258-273); nossas condições de vida, inclusive o local onde nascemos, são
instrumentos educativos escolhidos conforme as necessidades de progresso.
Globalização e os riscos da alienação moral
O
processo de globalização, embora facilite a circulação de ideias e de pessoas,
também gera desterritorialização e perda de vínculos culturais. Muitos
indivíduos, desenraizados de suas tradições, sofrem com a chamada “morte
psíquica”, isto é, a perda de referências que dão sentido à vida.
Do
ponto de vista espírita, esse fenômeno é mais que social: é moral. Quando uma
sociedade privilegia o consumismo e o individualismo em detrimento da
solidariedade, instala-se um vazio interior. A alienação espiritual
manifesta-se na dificuldade de encontrar significado na existência, levando a
desequilíbrios emocionais, à violência e ao aumento das desigualdades.
A função moral da cidade
As
cidades são, em última análise, expressões coletivas do estado moral de seus
habitantes. Nelas se desenvolvem experimentos políticos, econômicos, culturais
e religiosos. Se a competição e o lucro desenfreado dominam, geram exclusão;
mas se valores éticos e fraternos orientam a convivência, as cidades se tornam
berços de progresso moral e social.
Na Revista
Espírita (dezembro de 1868), Kardec enfatizou que a verdadeira revolução
esperada pela espiritualidade não é a das armas, mas a revolução moral,
capaz de transformar consciências. Essa revolução começa no território íntimo
de cada ser humano e se expande para os lugares em que vive, transformando-os.

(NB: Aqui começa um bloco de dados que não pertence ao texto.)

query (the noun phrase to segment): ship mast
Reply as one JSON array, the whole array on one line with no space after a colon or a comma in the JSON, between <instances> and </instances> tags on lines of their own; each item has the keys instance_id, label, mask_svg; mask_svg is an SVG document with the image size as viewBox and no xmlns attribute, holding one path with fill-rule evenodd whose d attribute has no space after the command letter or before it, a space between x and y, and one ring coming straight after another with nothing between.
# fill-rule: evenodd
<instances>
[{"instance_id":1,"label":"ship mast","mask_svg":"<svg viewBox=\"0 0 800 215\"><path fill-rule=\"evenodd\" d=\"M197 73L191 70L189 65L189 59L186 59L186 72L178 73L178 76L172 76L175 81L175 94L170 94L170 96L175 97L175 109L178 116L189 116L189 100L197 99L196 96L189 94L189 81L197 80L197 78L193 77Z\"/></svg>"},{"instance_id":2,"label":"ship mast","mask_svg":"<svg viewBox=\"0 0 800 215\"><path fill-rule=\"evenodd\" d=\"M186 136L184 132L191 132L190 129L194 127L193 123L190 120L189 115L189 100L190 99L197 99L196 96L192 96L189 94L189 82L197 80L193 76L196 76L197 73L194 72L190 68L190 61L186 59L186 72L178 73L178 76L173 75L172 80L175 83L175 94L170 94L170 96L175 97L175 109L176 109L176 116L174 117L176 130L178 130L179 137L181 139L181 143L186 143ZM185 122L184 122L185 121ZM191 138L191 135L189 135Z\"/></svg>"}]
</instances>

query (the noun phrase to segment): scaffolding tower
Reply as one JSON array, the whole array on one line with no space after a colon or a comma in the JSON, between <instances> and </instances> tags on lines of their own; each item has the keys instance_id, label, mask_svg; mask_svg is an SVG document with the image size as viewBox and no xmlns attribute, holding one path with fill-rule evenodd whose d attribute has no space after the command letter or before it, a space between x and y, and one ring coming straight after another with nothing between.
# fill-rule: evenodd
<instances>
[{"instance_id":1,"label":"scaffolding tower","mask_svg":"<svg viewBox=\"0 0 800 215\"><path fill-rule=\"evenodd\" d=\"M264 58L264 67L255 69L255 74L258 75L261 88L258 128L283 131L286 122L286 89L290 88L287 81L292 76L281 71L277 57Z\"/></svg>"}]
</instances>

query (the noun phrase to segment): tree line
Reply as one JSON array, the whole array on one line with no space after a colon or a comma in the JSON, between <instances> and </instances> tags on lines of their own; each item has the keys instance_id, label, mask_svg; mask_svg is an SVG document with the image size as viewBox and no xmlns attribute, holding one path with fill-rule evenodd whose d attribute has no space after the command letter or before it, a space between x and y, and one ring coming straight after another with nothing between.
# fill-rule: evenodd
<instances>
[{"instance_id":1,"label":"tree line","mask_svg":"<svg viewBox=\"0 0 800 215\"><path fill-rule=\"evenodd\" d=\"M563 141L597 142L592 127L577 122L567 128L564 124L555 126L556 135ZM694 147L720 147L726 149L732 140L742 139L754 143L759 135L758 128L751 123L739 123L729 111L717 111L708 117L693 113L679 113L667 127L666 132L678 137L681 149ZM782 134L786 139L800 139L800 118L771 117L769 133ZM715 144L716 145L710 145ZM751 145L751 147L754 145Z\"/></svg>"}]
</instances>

Diversidade, religiosidade e tolerância
Outro
ponto essencial é o respeito à diversidade cultural, religiosa e de gênero. O
mundo globalizado frequentemente tenta homogeneizar modos de vida, apagando singularidades.

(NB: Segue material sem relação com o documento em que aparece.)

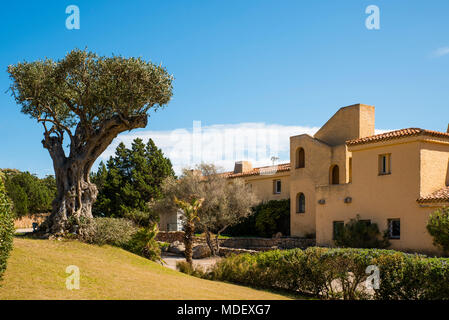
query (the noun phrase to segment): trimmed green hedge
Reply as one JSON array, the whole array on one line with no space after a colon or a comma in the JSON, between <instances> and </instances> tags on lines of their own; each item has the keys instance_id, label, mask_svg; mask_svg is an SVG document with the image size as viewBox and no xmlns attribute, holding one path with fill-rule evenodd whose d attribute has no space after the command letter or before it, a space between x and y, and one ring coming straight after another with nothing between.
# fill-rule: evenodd
<instances>
[{"instance_id":1,"label":"trimmed green hedge","mask_svg":"<svg viewBox=\"0 0 449 320\"><path fill-rule=\"evenodd\" d=\"M368 290L365 271L380 271ZM322 299L449 299L449 259L393 250L313 247L241 254L218 262L205 277Z\"/></svg>"},{"instance_id":2,"label":"trimmed green hedge","mask_svg":"<svg viewBox=\"0 0 449 320\"><path fill-rule=\"evenodd\" d=\"M11 202L6 196L5 186L0 177L0 280L6 270L6 262L12 250L14 221Z\"/></svg>"}]
</instances>

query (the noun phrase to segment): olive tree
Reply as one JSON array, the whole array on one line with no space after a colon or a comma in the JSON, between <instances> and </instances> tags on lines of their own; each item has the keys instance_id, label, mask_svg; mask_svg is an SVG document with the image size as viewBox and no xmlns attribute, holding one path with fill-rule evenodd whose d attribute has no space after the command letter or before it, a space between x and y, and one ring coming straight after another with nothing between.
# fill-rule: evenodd
<instances>
[{"instance_id":1,"label":"olive tree","mask_svg":"<svg viewBox=\"0 0 449 320\"><path fill-rule=\"evenodd\" d=\"M173 77L141 58L77 49L59 61L10 65L8 72L13 97L42 124L42 144L53 160L57 196L46 229L82 226L98 193L89 179L95 160L119 133L146 127L149 111L170 101Z\"/></svg>"},{"instance_id":2,"label":"olive tree","mask_svg":"<svg viewBox=\"0 0 449 320\"><path fill-rule=\"evenodd\" d=\"M180 179L169 177L162 184L164 199L154 204L159 212L174 212L174 198L188 201L204 199L198 210L197 225L205 232L207 244L213 255L218 254L218 238L229 226L239 223L252 214L258 203L254 192L242 179L227 179L212 164L201 164L195 170L183 170ZM211 239L215 232L215 239Z\"/></svg>"}]
</instances>

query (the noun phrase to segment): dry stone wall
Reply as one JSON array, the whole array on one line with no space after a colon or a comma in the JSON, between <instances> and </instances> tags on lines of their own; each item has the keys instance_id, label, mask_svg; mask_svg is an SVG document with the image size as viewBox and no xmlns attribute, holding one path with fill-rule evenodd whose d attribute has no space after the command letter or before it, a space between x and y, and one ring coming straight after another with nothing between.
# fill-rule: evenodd
<instances>
[{"instance_id":1,"label":"dry stone wall","mask_svg":"<svg viewBox=\"0 0 449 320\"><path fill-rule=\"evenodd\" d=\"M157 236L157 241L173 243L175 241L182 242L184 238L183 231L160 231ZM295 237L282 238L229 238L220 239L220 246L234 249L246 249L266 251L272 249L293 249L315 246L315 239L304 239ZM195 237L194 243L196 245L206 244L206 240L201 237Z\"/></svg>"}]
</instances>

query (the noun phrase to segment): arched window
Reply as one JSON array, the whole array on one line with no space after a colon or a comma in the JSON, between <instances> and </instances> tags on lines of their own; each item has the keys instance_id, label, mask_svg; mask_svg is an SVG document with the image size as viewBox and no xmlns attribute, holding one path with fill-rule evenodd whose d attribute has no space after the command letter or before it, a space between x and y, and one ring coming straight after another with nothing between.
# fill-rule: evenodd
<instances>
[{"instance_id":1,"label":"arched window","mask_svg":"<svg viewBox=\"0 0 449 320\"><path fill-rule=\"evenodd\" d=\"M331 184L340 184L340 170L337 165L331 167L330 170L330 182Z\"/></svg>"},{"instance_id":2,"label":"arched window","mask_svg":"<svg viewBox=\"0 0 449 320\"><path fill-rule=\"evenodd\" d=\"M297 213L306 212L306 197L302 192L298 193L298 195L296 196L296 212Z\"/></svg>"},{"instance_id":3,"label":"arched window","mask_svg":"<svg viewBox=\"0 0 449 320\"><path fill-rule=\"evenodd\" d=\"M303 148L296 150L296 168L304 168L306 166L306 157Z\"/></svg>"}]
</instances>

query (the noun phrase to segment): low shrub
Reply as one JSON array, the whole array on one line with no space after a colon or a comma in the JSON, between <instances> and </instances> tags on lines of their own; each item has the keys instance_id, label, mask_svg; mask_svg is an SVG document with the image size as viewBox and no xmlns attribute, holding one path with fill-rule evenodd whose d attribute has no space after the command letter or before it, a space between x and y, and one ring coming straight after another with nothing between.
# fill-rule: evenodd
<instances>
[{"instance_id":1,"label":"low shrub","mask_svg":"<svg viewBox=\"0 0 449 320\"><path fill-rule=\"evenodd\" d=\"M157 224L141 228L126 243L124 248L132 253L156 261L161 259L161 245L156 241Z\"/></svg>"},{"instance_id":2,"label":"low shrub","mask_svg":"<svg viewBox=\"0 0 449 320\"><path fill-rule=\"evenodd\" d=\"M3 179L0 177L0 281L6 270L9 254L13 247L14 218L11 202L6 196Z\"/></svg>"},{"instance_id":3,"label":"low shrub","mask_svg":"<svg viewBox=\"0 0 449 320\"><path fill-rule=\"evenodd\" d=\"M166 252L168 251L168 248L170 247L170 242L163 242L163 241L156 241L159 245L159 248L161 248L161 251Z\"/></svg>"},{"instance_id":4,"label":"low shrub","mask_svg":"<svg viewBox=\"0 0 449 320\"><path fill-rule=\"evenodd\" d=\"M198 278L207 279L207 273L201 267L194 267L187 261L176 262L176 269L182 273Z\"/></svg>"},{"instance_id":5,"label":"low shrub","mask_svg":"<svg viewBox=\"0 0 449 320\"><path fill-rule=\"evenodd\" d=\"M433 237L433 243L449 253L449 208L436 210L429 217L427 231Z\"/></svg>"},{"instance_id":6,"label":"low shrub","mask_svg":"<svg viewBox=\"0 0 449 320\"><path fill-rule=\"evenodd\" d=\"M393 250L313 247L234 255L202 277L322 299L449 299L448 264ZM366 287L368 266L379 269L379 289Z\"/></svg>"},{"instance_id":7,"label":"low shrub","mask_svg":"<svg viewBox=\"0 0 449 320\"><path fill-rule=\"evenodd\" d=\"M357 215L340 230L336 230L335 245L343 248L387 248L387 235L381 235L376 223L360 220Z\"/></svg>"},{"instance_id":8,"label":"low shrub","mask_svg":"<svg viewBox=\"0 0 449 320\"><path fill-rule=\"evenodd\" d=\"M97 245L125 246L137 232L135 224L122 218L94 218L89 222L89 232L79 235L81 241Z\"/></svg>"},{"instance_id":9,"label":"low shrub","mask_svg":"<svg viewBox=\"0 0 449 320\"><path fill-rule=\"evenodd\" d=\"M90 244L109 244L153 261L160 260L161 248L166 246L155 240L159 232L157 224L139 228L133 221L125 218L94 218L80 224L84 232L68 234L67 238L77 238Z\"/></svg>"}]
</instances>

No entanto, para o Espiritismo, a pluralidade é lei da natureza: espíritos
diferentes, em graus distintos de evolução, convivem lado a lado, aprendendo
uns com os outros.
Em O
Evangelho segundo o Espiritismo (cap. XI), lemos que a lei de amor é a base
da vida social. Isso exige tolerância, respeito às diferenças e rejeição de
toda forma de preconceito. A diversidade cultural e religiosa não deve ser
vista como ameaça, mas como oportunidade de crescimento mútuo.

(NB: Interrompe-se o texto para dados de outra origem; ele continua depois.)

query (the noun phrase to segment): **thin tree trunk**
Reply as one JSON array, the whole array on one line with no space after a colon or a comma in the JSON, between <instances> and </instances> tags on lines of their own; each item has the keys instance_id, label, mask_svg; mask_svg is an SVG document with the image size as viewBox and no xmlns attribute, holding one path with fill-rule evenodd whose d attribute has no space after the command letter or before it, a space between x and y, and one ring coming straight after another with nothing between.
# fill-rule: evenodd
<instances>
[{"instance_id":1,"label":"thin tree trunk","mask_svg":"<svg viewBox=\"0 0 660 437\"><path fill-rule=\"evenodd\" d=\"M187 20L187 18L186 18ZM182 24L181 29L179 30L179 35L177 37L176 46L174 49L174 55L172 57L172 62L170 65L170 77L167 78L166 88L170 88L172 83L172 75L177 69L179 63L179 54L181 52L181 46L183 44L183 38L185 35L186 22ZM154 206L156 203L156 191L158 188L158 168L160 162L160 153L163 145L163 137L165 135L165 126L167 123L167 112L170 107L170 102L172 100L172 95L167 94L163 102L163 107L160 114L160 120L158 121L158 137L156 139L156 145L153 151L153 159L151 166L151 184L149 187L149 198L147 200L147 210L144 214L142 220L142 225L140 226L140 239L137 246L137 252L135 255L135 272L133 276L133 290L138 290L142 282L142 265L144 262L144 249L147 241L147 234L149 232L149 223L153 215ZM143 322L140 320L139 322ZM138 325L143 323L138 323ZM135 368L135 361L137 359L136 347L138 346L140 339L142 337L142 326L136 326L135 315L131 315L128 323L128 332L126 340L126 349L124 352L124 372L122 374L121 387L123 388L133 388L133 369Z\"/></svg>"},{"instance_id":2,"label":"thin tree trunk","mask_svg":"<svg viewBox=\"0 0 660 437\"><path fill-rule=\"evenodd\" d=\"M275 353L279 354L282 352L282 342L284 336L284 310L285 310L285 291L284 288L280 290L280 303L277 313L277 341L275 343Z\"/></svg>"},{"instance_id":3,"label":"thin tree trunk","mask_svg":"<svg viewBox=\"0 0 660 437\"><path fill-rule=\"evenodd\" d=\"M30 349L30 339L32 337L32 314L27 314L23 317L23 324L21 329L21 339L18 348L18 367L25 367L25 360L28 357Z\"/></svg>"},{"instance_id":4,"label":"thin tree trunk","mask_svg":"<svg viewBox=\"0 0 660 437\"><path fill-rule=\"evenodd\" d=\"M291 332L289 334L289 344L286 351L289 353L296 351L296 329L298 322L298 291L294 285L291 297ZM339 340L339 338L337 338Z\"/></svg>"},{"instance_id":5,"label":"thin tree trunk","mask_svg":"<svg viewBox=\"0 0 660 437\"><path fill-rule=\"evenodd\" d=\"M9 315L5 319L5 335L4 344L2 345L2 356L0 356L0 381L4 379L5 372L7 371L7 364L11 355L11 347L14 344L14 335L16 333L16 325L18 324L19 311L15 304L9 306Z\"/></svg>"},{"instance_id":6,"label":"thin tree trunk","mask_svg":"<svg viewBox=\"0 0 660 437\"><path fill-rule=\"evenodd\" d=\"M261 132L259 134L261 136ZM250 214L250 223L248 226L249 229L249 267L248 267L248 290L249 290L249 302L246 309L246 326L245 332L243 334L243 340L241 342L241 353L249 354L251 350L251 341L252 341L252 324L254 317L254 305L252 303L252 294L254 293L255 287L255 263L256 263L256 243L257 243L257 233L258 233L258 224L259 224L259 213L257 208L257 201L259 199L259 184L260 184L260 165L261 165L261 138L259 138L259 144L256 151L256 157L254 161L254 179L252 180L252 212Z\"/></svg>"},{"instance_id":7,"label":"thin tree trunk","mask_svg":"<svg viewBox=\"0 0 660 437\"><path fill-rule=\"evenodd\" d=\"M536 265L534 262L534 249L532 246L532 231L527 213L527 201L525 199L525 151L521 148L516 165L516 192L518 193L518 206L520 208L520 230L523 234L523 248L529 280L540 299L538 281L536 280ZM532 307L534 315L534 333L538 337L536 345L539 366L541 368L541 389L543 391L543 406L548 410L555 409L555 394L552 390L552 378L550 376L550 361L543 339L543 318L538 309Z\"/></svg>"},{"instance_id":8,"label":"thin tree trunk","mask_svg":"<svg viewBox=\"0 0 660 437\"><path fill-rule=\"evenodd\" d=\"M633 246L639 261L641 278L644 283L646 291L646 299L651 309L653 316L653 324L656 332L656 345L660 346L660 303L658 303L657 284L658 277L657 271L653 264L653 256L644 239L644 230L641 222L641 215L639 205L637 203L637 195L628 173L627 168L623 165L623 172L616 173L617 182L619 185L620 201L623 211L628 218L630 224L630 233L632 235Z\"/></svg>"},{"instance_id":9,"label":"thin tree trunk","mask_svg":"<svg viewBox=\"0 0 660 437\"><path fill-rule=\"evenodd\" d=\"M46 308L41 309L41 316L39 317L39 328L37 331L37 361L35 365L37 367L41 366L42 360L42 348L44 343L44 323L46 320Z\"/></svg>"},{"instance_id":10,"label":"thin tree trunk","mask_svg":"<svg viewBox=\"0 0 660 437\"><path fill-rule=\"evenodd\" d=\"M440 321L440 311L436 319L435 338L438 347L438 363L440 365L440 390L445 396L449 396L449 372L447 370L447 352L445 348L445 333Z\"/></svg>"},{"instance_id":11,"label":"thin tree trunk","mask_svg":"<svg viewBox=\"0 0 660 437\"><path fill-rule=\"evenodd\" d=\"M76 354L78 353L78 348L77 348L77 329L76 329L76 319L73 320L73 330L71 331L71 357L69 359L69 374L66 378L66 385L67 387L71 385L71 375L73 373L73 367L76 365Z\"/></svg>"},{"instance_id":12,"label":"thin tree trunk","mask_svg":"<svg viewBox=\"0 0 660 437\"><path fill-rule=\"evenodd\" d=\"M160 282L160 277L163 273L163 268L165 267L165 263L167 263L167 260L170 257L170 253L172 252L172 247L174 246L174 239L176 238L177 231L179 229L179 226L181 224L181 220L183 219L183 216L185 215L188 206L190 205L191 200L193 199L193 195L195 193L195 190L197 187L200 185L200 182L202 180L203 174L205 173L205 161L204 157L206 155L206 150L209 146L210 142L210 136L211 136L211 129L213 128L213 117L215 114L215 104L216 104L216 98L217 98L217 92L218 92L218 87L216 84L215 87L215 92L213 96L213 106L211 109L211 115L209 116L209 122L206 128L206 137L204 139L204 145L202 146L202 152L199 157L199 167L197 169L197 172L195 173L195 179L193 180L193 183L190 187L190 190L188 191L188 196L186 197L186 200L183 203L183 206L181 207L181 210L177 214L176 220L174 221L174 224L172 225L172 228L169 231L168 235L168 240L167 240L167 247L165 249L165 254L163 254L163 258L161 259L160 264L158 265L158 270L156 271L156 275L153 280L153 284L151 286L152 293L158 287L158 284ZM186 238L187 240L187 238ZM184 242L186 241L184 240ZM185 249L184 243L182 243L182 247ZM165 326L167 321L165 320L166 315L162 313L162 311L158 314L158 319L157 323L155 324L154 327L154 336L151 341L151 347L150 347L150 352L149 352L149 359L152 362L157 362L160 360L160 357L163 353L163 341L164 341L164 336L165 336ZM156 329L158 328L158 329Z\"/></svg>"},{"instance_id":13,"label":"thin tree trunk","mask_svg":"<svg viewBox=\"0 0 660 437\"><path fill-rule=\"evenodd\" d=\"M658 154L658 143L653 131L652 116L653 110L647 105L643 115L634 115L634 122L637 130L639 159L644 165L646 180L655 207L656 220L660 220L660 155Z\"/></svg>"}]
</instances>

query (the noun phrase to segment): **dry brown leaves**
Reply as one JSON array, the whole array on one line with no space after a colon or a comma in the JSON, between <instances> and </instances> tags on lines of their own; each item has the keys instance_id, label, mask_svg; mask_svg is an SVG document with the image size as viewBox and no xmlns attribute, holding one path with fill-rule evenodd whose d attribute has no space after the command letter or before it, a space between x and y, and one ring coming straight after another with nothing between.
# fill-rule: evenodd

O paradigma emergente: cidadania moral e espiritual
Se o
modelo atual privilegia a concentração de riquezas e a exploração da natureza,
os sinais de um novo tempo já se manifestam. Esse novo paradigma, apontado
tanto pela ciência quanto pela espiritualidade, baseia-se na cooperação, na solidariedade
e no respeito à vida em todas as suas formas.
Para o
Espiritismo, esse é o caminho do mundo de Regeneração, previsto por Kardec em A
Gênese. Trata-se de uma transformação moral coletiva, na qual a cidadania
vai além de direitos políticos: envolve o compromisso de cuidar do próximo, do
território e da Terra como patrimônio comum.
Conclusão
O
território é mais do que espaço físico: é cenário de experiências espirituais e
campo de aprendizado moral. A Doutrina Espírita nos convida a superar o individualismo
e a viver a verdadeira cidadania, fundada na lei de amor, na solidariedade e no
respeito à diversidade.
As
dificuldades atuais — globalização excludente, desigualdades sociais, crises
culturais — são sinais de um modelo em decadência. Mas, como ensina Kardec, “a
humanidade está madura para compreender ideias mais amplas” (A Gênese,
cap. XVIII). Cabe a cada um de nós transformar o lugar em que vivemos num
espaço de fraternidade, contribuindo, assim, para a regeneração da humanidade.
Referências
- KARDEC, Allan. O
Livro dos Espíritos. 1857.
- KARDEC, Allan. O
Evangelho segundo o Espiritismo. 1864.
- KARDEC, Allan. A
Gênese. 1868.
- KARDEC, Allan. Revista
Espírita (1858-1869).
- XAVIER, Francisco
Cândido (pelo espírito Emmanuel). A Caminho da Luz. 1939.